Mr. Karmo explained that the training includes maintenance, cash-based management, and human resource management and added that it has worked for his farm.

Mr. Karmo said he received US$90,017 in cash and materials from RETRAP, including a tractor and other implements for cassava production.

From the partnership with the MoA and RETRAP, he said his farm has close to 65 local farmers benefiting from whatever training is intended to expand the cassava sector and increase production.

He detailed that they have cultivated about 41 acres of land, while the 65 farmers with whom his group works are cultivating only six acres each.

In Nimba, Mr. Samuel Saye Dokie chairs a farmer cooperative society in Gbokpah Town, Sanniquellie, one of the beneficiaries of RETRAP's grant.

With the intervention of RETRAP, Dokie said the cooperative has since 2022 been deeply involved in cassava, unlike previous years when it also did vegetables, fish, goats, and ducks, among others.

Dokei said they are deeply involved in cassava farming because nothing about it is a waste, adding that even its peeling and leaves are useful.

Through a local radio station announcement, Dokie said his cooperative, which has 25 women and 15 men, was informed that RETRAP was about to help local farmers.

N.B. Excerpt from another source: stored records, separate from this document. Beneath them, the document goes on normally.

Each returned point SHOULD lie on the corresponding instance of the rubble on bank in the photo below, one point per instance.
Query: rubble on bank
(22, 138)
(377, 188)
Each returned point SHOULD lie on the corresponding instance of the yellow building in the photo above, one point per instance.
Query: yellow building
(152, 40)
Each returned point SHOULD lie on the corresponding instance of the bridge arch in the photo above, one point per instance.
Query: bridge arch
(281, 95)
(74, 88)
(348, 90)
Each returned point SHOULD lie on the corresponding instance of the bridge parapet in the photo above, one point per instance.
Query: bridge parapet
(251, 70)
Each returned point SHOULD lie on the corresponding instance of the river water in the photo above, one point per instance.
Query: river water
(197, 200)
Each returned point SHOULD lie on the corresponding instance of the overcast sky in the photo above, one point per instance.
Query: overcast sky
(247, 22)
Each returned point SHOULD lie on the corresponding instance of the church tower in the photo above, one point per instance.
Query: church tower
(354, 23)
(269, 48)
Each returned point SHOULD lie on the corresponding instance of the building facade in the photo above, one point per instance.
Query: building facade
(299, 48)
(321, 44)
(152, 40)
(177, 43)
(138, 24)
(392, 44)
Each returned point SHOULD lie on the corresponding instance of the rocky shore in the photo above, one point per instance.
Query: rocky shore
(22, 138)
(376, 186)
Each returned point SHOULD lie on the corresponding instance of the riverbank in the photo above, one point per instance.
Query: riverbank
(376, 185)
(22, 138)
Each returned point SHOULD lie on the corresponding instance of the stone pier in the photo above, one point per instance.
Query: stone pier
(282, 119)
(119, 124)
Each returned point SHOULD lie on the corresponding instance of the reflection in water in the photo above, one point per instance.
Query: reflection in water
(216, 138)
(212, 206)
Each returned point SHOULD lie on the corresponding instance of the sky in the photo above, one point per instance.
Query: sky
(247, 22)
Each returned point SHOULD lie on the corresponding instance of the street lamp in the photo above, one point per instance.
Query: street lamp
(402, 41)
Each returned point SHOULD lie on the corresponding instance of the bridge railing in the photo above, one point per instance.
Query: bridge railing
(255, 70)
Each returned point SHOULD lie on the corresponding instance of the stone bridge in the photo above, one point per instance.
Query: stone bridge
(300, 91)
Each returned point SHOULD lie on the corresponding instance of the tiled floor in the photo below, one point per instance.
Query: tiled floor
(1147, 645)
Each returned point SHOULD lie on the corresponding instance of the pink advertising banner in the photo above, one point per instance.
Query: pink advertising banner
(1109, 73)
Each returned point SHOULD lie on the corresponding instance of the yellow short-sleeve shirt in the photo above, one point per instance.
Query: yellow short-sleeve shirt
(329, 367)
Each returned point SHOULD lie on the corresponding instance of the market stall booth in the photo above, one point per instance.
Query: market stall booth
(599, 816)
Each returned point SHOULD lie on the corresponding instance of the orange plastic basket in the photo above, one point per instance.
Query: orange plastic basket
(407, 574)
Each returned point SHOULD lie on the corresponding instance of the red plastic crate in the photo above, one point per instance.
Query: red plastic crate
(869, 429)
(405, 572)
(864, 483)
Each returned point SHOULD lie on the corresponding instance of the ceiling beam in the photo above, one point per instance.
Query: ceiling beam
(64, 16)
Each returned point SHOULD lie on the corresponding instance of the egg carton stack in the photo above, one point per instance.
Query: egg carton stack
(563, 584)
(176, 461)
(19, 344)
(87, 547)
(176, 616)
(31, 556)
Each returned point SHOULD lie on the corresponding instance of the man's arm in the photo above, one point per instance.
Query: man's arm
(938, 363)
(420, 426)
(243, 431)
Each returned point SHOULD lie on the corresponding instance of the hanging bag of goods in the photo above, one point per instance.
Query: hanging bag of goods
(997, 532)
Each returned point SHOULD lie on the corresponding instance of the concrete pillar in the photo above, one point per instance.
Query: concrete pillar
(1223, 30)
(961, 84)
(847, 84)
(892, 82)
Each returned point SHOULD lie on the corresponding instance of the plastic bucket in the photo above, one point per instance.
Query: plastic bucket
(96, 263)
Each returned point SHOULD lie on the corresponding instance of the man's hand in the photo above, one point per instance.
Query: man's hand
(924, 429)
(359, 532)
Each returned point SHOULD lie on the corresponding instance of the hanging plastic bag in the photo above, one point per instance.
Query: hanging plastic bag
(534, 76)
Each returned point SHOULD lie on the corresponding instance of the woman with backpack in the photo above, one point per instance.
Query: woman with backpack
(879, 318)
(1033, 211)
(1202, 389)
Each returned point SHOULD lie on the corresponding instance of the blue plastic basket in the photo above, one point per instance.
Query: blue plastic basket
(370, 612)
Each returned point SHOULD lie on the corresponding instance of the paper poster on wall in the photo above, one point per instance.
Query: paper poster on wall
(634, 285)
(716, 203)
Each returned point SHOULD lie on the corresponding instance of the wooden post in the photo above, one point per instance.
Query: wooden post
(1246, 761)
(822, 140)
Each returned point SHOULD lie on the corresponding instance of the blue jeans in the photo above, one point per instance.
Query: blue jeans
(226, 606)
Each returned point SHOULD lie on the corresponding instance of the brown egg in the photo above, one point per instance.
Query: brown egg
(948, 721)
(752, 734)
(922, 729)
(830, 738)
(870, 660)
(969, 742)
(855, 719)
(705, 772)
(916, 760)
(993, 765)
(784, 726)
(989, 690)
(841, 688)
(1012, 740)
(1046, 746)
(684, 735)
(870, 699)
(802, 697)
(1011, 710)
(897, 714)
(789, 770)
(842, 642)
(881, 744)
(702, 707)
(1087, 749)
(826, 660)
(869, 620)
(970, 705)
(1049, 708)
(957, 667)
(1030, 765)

"So, we went there as cassava farmers. So, since we have been with them, RETRAP has been a grateful help to us. We were farming on five acres; presently, we are farming on ten acres," he said.

Last year, he continued, RETRAP supplied the cooperative with US$5,000 worth of goods, farming tools including rain boots and coats, and cutlasses.

Additionally, he said they applied for a grant of US$100,000 this year as a cooperative.

In Bong County, another cassava farmer, Mr. Joseph Massaquoi, explained that his group had low farming logistics before the MoA's intervention.

From a grant received, he disclosed that they used US$31,000 to purchase a six-ton Kia motor to ease the transport of their produce from the farm to supply various factories.

He also disclosed that more training of farmers was done, and with the grant, they have been able to recruit up to 940 farmers who are now in the training phase.

He noted that his group buys cassava from local farmers to help them avoid losses.

Mr. David W. Kpogbah, chairperson of the Garmamu Multipurpose Agriculture Cooperative Society (GAMACS) in Grand Bassa County, said the MoA has been very helpful to his group.

"They gave us some tools, different, different types, fertilizers, some chemicals to be used," he said.

For the 28 members of GAMACS, Mr. Kpogbah said each of them got a wheelbarrow, two pairs of rain boots and raincoats, each, three cutlasses each, diggers, rigs, and other farming tools.

Meanwhile, Mr. Kpogbah said they need a portable power tiller so that their job cannot be tedious.